En en ese punto cuando Ezequiel Espada alude a la homofobia de los agresores. «Cuando vieron los porteros que mis amigas estaban en medio y no se apartaban para que no me pegasen mas, se metieron en la entradilla de la discoteca (todo esto riéndose de mi, amenazándome, y cachondeándose, recibiendo un trato homófobo, sin importarles ninguna de las personas que había alrededor). Luego empezaron desde dentro a hacerme muecas y a gritarme amenazándome que era un maricón y que me iban a matar cuando salieran, a lo que les respondo que sí, que soy gay, y que qué tenia eso que ver con lo que estaba pasando. Me responden que era un maricón de mierda y que cuando salieran me iban a matar entre todos. Siguieron riéndose de mí, mientras yo estaba con un ataque de nervios y mis amigas llorando supernerviosas», relata.

El joven, además, denuncia el trato recibido in situ por los policías que acudieron a su llamada. «Terminamos llamando a la Policía, quien intervino y lo primero que hizo fue irse para la parte acosadora para escuchar su versión, mientras dos policías venían para nosotros y le intentábamos explicar lo que había sucedido, a lo que solo uno de ellos nos respondía que nos calláramos la boca y que tenían mejores cosas que hacer que estar con nosotros (todo esto sin apenas poderle explicar nuestra versión (…) En medio de todo esto escucho a un policía decir que como no me callara me iba a dar un guantazo. Yo y mis dos amigas llorando supernerviosos y totalmente desprotegidos por que no nos hacían ningún caso», añade.

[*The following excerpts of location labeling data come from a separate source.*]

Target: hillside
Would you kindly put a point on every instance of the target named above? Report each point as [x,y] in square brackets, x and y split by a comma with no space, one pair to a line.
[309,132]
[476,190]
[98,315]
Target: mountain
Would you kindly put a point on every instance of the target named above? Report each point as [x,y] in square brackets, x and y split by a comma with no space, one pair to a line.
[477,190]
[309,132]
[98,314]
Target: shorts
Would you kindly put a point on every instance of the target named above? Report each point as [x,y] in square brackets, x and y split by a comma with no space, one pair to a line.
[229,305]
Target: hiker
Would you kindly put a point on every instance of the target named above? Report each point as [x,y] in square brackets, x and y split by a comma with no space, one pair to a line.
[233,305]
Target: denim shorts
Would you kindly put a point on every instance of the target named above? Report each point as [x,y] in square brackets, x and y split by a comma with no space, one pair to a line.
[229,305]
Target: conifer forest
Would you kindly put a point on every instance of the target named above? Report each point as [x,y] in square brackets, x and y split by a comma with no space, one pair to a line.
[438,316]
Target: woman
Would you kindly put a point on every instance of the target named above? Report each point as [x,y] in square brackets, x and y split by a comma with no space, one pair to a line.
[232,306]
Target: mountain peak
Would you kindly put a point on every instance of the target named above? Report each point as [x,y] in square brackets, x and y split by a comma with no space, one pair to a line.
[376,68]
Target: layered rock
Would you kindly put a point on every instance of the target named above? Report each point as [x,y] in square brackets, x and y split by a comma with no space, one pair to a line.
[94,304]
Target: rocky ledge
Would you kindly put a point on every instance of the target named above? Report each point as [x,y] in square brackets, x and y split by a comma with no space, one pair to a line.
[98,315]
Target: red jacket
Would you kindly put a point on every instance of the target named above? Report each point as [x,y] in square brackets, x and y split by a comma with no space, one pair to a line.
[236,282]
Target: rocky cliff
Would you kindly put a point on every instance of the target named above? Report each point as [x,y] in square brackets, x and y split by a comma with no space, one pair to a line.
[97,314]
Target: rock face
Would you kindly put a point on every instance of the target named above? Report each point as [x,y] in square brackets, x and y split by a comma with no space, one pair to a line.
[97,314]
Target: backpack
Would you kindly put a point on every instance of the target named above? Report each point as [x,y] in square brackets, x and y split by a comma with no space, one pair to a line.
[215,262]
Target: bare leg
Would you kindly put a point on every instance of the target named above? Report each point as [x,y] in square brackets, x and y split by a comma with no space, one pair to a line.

La sala niega la versión del joven

La dirección de la Sala Vivo, por su parte, ha emitido un comunicado en el que niega las acusaciones del joven, aseguran estar «en contra de cualquier tipo de violencia» y condena «la manipulación y el oportunismo que se ha realizado de los hechos por parte del responsable de su difusión, usando de forma sesgada, manipulada y torticera su orientación sexual como pretexto de una conducta de la que el único responsable es él mismo». «Los hechos ocurridos se encuentran actualmente judicializados, siendo que la versión que mantiene esta empresa es radicalmente opuesta a las manifestaciones difundidas por el denunciante, que son difamatorias, y está perjudicando el buen nombre de la empresa, siendo que se han tomado las medidas necesarias para denunciar igualmente las agresiones físicas y verbales sufridas por el equipo de seguridad, así como los daños y perjuicios sufridos por las difamaciones vertidas», asegura.

La Sala Vivo niega que se produjera «ninguna actuación homófoba en absoluto, siendo este un colectivo cliente habitual de nuestro negocio, y al que cuidamos y respetamos. En Sala Vivo no se toleran actitudes homófobas ni racistas, siendo un ejemplo de diversidad cultural y sexual no solo por la clientela que nos visita como entre su personal contratado. Este desafortunado incidente nada tiene que ver con la orientación sexual, se está usando la condición sexual de forma partidista y arrojadiza, involucrando a colectivos LGTB como arma de propaganda de unos hechos que se encuentran judicializados (…) No se va a permitir que se use la homofobia y agresiones a personas por su condición sexual como arma individual, subjetiva y negligente de un individuo a favor de su causa personal». 

A la espera de la acción de la justicia

Habrá que esperar a que la justicia siga su curso y determine responsabilidades. Ezequiel Espada, que ha recibido el apoyo del colectivo LGTBIQ+ de San Fernando Lambda La Isla, ha presentado la correspondiente denuncia policial, acompañada de parte de lesiones (en las imágenes, algunas de las heridas sufridas). Por su parte, la Sala Vivo asegura en su comunicado que «se han iniciado las medidas judiciales penales y civiles para restaurar la honorabilidad y dignidad de la empresa».

Ezequiel Espada, además, ha apelado a la colaboracion ciudadana. «Sabemos que hubo gente que grabó en vídeo todo lo que pasó, por favor pedimos que si todavía existe algo de humanidad, si alguien sabe algo o puede tenerlo, que por favor se ponga en contacto con alguno de nosotros para pasárnoslo, y que por supuesto no vamos a involucrar a nadie. Solo queremos hacer justicia, porque como ya sabéis estos casos suelen pasar desapercibidos y no suelen llegar a nada, si no matan a una persona o si no es algo que se vea superclaro», pide en su carta.